Nommé depuis peu chef de la mission des achats de défense et responsable ministériel des achats, Xavier Gandiol évoque les prochains défis qui se dressent devant son département. Il évoque également l’absolue nécessité de simplifier les processus achats et le besoin de remettre au goût du jour le fonctionnement des achats de l’État.

Xavier Gandiol - © D.R.
Xavier Gandiol - © D.R.

Sur quel périmètre intervenez-vous et quel est le rôle de la mission achat du ministère des Armées ?

La mission achat (MA) a un double positionnement au sein du ministère des Armées (MINARM). Elle est chargée de piloter les achats hors armement qui représentent environ 7 milliards d’euros par an. Ce portefeuille couvre les segments infrastructure-bâtiments (construction, maintenance), informatique et télécommunications, santé, énergie, prestations de service (sûreté, sécurité, entretien des locaux, espaces verts), prestations intellectuelles et toutes autres prestations contribuant aux fonctions support du ministère. La MA n’achète pas, elle s’appuie sur des services acheteurs spécialisés par segment d’achat. C’est un axe fort de notre politique d’achat.

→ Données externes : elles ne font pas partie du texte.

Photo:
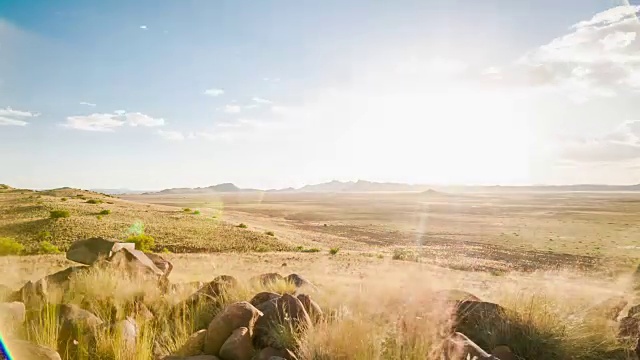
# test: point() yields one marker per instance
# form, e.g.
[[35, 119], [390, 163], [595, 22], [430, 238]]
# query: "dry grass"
[[375, 308], [24, 214]]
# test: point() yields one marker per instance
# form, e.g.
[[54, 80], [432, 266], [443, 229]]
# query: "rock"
[[312, 308], [629, 326], [194, 344], [76, 326], [161, 263], [459, 346], [238, 346], [21, 349], [503, 352], [88, 251], [32, 294], [300, 282], [286, 310], [240, 314], [259, 298], [267, 279], [269, 353], [483, 321], [609, 309], [13, 313], [135, 263]]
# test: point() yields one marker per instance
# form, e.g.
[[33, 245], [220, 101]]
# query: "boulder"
[[135, 263], [313, 309], [300, 282], [459, 347], [259, 298], [238, 346], [286, 310], [269, 353], [12, 313], [88, 251], [21, 349], [194, 344], [267, 279], [240, 314]]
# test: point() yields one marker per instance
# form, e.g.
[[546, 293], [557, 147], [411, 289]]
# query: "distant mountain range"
[[370, 186]]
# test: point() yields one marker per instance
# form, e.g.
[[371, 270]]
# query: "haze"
[[160, 94]]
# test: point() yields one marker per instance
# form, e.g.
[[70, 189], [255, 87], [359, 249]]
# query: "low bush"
[[143, 242], [58, 214], [9, 246]]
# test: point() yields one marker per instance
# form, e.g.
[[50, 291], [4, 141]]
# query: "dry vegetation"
[[25, 216], [548, 258]]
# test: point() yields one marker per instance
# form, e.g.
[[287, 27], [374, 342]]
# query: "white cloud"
[[214, 92], [171, 135], [260, 100], [11, 122], [139, 119], [94, 122], [600, 57], [11, 117], [232, 109], [110, 121]]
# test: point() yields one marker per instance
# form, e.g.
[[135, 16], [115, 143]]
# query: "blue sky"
[[168, 93]]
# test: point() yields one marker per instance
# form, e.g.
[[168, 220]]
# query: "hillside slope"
[[24, 216]]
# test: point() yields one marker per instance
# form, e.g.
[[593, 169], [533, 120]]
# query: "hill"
[[24, 216]]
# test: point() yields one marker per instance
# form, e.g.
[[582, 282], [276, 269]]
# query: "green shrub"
[[143, 242], [43, 236], [57, 214], [9, 246], [45, 247]]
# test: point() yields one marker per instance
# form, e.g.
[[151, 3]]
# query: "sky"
[[155, 94]]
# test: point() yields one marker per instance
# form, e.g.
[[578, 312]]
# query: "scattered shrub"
[[57, 214], [405, 255], [45, 247], [143, 242], [9, 246]]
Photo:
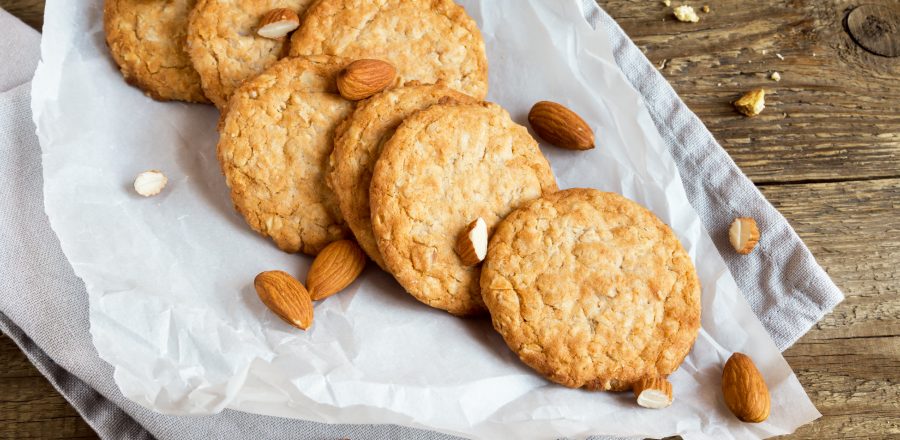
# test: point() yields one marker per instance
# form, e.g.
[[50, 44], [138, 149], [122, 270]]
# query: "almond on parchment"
[[364, 78], [743, 235], [286, 297], [335, 268], [653, 392], [471, 245], [562, 127], [277, 23], [744, 389]]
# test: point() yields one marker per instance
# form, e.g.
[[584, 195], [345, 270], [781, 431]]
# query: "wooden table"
[[826, 152]]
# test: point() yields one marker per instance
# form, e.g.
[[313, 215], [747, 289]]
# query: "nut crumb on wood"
[[752, 103]]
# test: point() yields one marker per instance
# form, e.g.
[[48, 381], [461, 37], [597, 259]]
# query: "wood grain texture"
[[826, 152]]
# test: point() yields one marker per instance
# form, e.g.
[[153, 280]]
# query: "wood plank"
[[835, 115]]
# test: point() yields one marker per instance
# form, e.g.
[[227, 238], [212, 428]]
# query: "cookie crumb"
[[686, 14]]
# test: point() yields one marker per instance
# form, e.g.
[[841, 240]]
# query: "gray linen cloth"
[[44, 306]]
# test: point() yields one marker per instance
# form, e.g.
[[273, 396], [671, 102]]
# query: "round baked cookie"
[[274, 144], [224, 47], [358, 143], [431, 41], [146, 39], [591, 290], [443, 168]]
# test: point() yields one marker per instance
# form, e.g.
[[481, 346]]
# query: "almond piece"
[[752, 103], [743, 235], [471, 245], [277, 23], [335, 268], [745, 391], [560, 126], [150, 183], [653, 392], [286, 297], [364, 78]]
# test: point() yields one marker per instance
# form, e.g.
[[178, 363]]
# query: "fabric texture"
[[44, 306]]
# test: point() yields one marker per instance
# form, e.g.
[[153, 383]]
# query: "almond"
[[560, 126], [471, 245], [335, 268], [745, 391], [653, 392], [286, 297], [743, 235], [277, 23], [364, 78], [752, 103]]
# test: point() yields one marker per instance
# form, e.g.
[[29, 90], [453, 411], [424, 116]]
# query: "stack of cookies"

La MA définit, en lien avec ces services acheteurs spécialisés, les stratégies d’achat relatives à ces segments. En revanche, les achats d’armement ne relèvent pas de la MA. Ils sont conduits par et sous la responsabilité de la Direction générale de l’Armement (DGA) et les services chargés du maintien en conditions opérationnelles des systèmes d’armes navals, terrestres et aériens. La DGA définit et met en œuvre les stratégies d’achats sur les segments qui relèvent de son périmètre. La MA a également un rôle ministériel pour ce qui concerne la politique achat et le pilotage de la filière professionnelle achat, soit environ 2 700 postes. Cette filière professionnelle intègre les acheteurs du domaine armement et couvre plusieurs métiers directement liés au processus achat (acheteurs, approvisionneurs, juristes achat, contrôleurs de prestation…). 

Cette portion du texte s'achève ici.